JANUARY 2011: My Surface Interval named one of the best scuba diving blogs

Monday, April 6, 2009

Seals shot in Scotland

Britain's seal population is facing a silent massacre at the hands of the fish farming industry, wildlife campaigners have claimed.

According to the Seal Protection Action Group an estimated 5,000 seals are being killed in Scotland alone each year by salmon farming and angling interests.

The Saving Scotland’s Seals Campaign has now been launched to create legislation to provide seals with full protection and encourage retailers to only stock ‘seal-friendly salmon’.

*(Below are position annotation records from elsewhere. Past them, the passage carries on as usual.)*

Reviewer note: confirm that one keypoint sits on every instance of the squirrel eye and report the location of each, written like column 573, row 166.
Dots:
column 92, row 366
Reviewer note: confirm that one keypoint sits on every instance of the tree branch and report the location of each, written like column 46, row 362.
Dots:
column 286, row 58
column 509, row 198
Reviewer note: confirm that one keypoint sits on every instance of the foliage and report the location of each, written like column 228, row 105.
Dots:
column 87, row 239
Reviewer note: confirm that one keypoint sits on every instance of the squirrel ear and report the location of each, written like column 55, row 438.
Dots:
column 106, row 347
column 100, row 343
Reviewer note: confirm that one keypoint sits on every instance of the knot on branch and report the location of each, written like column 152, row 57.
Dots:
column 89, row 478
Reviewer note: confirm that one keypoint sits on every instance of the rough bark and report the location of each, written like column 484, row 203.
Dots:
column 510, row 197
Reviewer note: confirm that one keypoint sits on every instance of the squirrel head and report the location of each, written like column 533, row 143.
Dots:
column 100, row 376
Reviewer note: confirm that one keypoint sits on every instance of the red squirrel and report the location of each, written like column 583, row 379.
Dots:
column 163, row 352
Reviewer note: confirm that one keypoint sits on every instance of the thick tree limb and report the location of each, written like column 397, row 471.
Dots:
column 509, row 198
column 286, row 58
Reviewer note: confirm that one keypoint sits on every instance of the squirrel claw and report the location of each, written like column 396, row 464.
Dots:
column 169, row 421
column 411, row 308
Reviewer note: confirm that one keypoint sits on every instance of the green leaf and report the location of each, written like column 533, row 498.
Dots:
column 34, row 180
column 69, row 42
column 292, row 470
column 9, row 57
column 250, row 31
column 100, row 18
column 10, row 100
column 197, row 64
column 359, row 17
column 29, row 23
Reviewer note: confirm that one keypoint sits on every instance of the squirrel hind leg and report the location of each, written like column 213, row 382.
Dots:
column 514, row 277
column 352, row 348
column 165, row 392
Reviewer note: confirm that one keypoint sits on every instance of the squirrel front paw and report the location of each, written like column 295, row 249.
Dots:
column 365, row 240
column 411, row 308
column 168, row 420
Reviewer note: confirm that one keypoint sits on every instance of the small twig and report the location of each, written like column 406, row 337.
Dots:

The UK is home to globally important seal populations of grey and common seals. It is currently legal to shoot seals outside their breeding season when they are threatening fish farms.
But a drop in the number of common seals around Scotland - possibly due to ecological changes, a shortage of wild fish and perhaps predation by Orcas in some areas - has led some campaigners to fear the gunmen are being a little too trigger happy.

Scott Landsburgh of the Scottish Salmon Producers Organisation said estimates of the number of seals shot were well off target.
According to industry figures, 489 were reported shot last year and Mr Landsburgh branded the current outcry as ill-informed reporting. SSPO have also produced a background document on the issues.
He told BBC1's Countryfile programme: "The seals are very aggressive, they attack the nets and can bite through them, and they can also actually use their flippers to steal salmon out of the cages.
"We all like seals, we all want to protect the seals, but our paramount responsibility is the welfare of the salmon."

Paramount responsibility is the salmon? Is that the very salmon that will be fished out, killed and slapped in a plastic container ready for out tables?
Or should the statement have read: "Our paramount responsibility is the welfare of our bottom line"?

Andy Ottaway, Campaign Director at SPAG, said: “The British public are appalled at the mass slaughter of seals in the Canadian seal hunt. They will be horrified to learn that the mass killing of seals is taking place in this country all year round.
“Surely the Scottish salmon industry, which is worth hundreds of millions of pounds can find ways of keeping seals away from their stock without killing them."

An interesting observation. With some estimates putting the industry's worth at £380 million (page 9), there's a lot of cash floating around which could be used to fund conservation efforts rather than a bullet through the brain.

While we as a nation are continually asking other countries to stop the slaughter of animals and think of the cash that nature tourism could bring to their economies, it's a bit hypocritical for politicians to be turning a blind eye to the issues on home shores.
Having dived with seals in the Farnes Islands, I can only say what a magical experience it was. They rank as three of the best dives I've ever done in terms of marine life interaction. We were buzzed, examined and nibbled by the playful creatures and I've got countless pics of whiskered noses being rubbed against the port of my camera.

The Scottish Government does have a working group called the Scottish Seals Forum, but the latest minutes on its website are from three years ago and the most up to date scientific research is from four years ago. Better to look at the Sea Mammals Research Unit for its up to date research.
While their report acknowledges the problems faced by the salmon farming industry, it states:
"Very little research has been directed specifically at the interactions between seals and fin fish
It also suggests that more could be done across the industry to share best practice on dealing with the problem before picking up the gun.
"By using current industry knowledge it may be possible to design solutions to the problem of seal-fin fish farm interactions by applying techniques that are currently available," the report adds.